When it reached the foot of the stairs, it began a vertical ascent, picking up speed as it went. Cantrell rushed behind it, forced to take the cumbersome staircase. He reached the second floor, his breath now labored as the strange cat and mouse game continued.
Past the third floor and up to the fourth, the object paused momentarily, as if considering its next move, then began to move vertically again, back down to the second floor and past the doors of the sleeping flats.
The object halted directly before the door of Su Ling’s apartment. In stunned disbelief, he watched as the spinning mass lowered itself to the floor, flattening out and seeping through the space beneath the door.

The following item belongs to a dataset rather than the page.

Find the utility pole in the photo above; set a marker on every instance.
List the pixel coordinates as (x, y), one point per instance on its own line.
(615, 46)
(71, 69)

His head throbbing, Cantrell reached into his pocket for the master key. It wasn’t there. He tried the doorknob. Locked. In desperation, he pounded on the door, calling out Su Ling’s name.
It seemed like an eternity before it opened. Su Ling stood in her nightgown, hair in disarray, half asleep.
“All you all right?” he demanded, looking past her into the flat. He saw nothing unusual.
“What’s wrong?” she asked, fear already rising through her sleepiness.
“Is everything okay? Is there . . ?” Cantrell suddenly realized he had no idea how to explain himself.
“Yes, yes, everything’s fine. What’s the matter?”
“Anna… where’s Anna?”
“In her room… ”
She followed him as he rushed through the living room and yanked open the door to the child’s bedroom.
She was not asleep.
Anna perched on her bed in a pink nightgown decorated with little pictures of teddy bears. In one hand she clenched a pencil; in the other, a broad-lined writing tablet. She was scribbling frantically, the pencil ripping holes in the flimsy paper. As soon as she’d covered a page with her scrawling, she ripped it from the pad, starting again on the page beneath. The floor was already littered with her discarded scrawls.
“Anna?” Su Ling asked. “Darling, what are you doing? What’s the matter?”
The girl didn’t look up from her work, didn’t speak. The expression on her face was blank, strangely calm, in stark contrast to the frenzied motion of her hand on the paper.
The girl stopped suddenly, her gaze rising from her tablet to the ceiling.